The major organs of the respiratory system function primarily to provide oxygen to body tissues for cellular respiration, remove the waste product carbon dioxide, and help to maintain acid-base balance. Portions of the respiratory system are also used for non-vital functions, such as sensing odors, speech production, and for straining, such as during childbirth or coughing (Figure \(\PageIndex{1}\)).

Image of major respiratory organs

Functionally, the respiratory system can be divided into a conducting zone and a respiratory zone. The conducting zone of the respiratory system includes the organs and structures not directly involved in gas exchange. The gas exchange occurs in the respiratory zone .

Conducting Zone

The major functions of the conducting zone are to provide a route for incoming and outgoing air, remove debris and pathogens from the incoming air, and warm and humidify the incoming air. Several structures within the conducting zone perform other functions as well. The epithelium of the nasal passages, for example, is essential to sensing odors, and the bronchial epithelium that lines the lungs can metabolize some airborne carcinogens.

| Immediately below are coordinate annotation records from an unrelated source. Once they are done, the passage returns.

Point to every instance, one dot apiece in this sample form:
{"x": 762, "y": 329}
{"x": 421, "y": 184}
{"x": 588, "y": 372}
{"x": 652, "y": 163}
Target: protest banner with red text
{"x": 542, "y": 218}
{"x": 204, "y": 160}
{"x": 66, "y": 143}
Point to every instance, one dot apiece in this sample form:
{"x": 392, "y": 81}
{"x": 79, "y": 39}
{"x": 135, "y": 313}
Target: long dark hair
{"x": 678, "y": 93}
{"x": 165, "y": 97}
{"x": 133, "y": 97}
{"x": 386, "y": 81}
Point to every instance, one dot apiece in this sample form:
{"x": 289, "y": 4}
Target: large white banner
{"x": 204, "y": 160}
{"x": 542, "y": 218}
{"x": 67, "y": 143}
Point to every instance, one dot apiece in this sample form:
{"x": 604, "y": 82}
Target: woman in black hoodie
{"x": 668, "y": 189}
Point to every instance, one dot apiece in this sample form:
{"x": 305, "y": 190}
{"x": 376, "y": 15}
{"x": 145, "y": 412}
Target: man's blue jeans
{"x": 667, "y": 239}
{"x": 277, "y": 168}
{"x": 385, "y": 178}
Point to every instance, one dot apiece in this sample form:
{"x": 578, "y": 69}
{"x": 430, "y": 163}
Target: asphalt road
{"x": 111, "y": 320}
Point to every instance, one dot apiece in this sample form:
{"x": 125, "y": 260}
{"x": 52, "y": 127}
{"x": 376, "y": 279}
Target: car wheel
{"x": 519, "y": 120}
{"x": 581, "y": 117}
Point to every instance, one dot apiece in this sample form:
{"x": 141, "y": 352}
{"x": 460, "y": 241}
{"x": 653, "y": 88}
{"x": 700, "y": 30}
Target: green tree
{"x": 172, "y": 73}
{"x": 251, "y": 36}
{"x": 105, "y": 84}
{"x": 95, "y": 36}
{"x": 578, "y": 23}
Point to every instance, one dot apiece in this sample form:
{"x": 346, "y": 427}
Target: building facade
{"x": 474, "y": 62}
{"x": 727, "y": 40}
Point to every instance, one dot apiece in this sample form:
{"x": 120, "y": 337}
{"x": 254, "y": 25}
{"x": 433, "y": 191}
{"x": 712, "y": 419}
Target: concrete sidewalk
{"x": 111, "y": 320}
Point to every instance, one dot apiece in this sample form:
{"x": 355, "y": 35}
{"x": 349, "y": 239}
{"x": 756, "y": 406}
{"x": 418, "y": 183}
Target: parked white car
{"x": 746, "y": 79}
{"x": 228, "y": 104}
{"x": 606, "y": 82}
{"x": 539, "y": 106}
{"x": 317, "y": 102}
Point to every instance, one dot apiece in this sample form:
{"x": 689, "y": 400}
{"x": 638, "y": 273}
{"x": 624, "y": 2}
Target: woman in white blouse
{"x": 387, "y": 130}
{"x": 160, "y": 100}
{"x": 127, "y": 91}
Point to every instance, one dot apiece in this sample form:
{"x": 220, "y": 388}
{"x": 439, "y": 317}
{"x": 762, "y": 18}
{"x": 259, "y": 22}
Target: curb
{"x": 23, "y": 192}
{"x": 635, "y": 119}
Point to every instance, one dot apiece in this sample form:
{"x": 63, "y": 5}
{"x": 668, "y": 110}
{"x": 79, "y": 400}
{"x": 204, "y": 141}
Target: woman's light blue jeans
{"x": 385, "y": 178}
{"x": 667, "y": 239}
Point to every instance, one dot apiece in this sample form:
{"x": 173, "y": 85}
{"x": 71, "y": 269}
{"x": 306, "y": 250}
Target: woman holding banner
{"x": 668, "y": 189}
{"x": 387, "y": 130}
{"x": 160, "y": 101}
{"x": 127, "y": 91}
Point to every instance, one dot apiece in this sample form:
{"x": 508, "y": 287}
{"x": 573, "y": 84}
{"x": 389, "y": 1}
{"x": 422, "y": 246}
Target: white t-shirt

The Nose and Its Adjacent Structures

The major entrance and exit for the respiratory system is through the nose. When discussing the nose, it is helpful to divide it into two major sections: the external nose, and the nasal cavity or internal nose.

The external nose consists of the surface and skeletal structures that result in the outward appearance of the nose and contribute to its numerous functions (Figure \(\PageIndex{2}\)). The root is the region of the nose located between the eyebrows. The bridge is the part of the nose that connects the root to the rest of the nose. The dorsum nasi is the length of the nose. The apex is the tip of the nose. On either side of the apex, the nostrils are formed by the alae (singular = ala). An ala is a cartilaginous structure that forms the lateral side of each naris (plural = nares), or nostril opening. The philtrum is the concave surface that connects the apex of the nose to the upper lip.

Image of nose

Underneath the thin skin of the nose are its skeletal features (see Figure \(\PageIndex{2}\), lower illustration). While the root and bridge of the nose consist of bone, the protruding portion of the nose is composed of cartilage. As a result, when looking at a skull, the nose is missing. The nasal bone is one of a pair of bones that lies under the root and bridge of the nose. The nasal bone articulates superiorly with the frontal bone and laterally with the maxillary bones. Septal cartilage is flexible hyaline cartilage connected to the nasal bone, forming the dorsum nasi. The alar cartilage consists of the apex of the nose; it surrounds the naris.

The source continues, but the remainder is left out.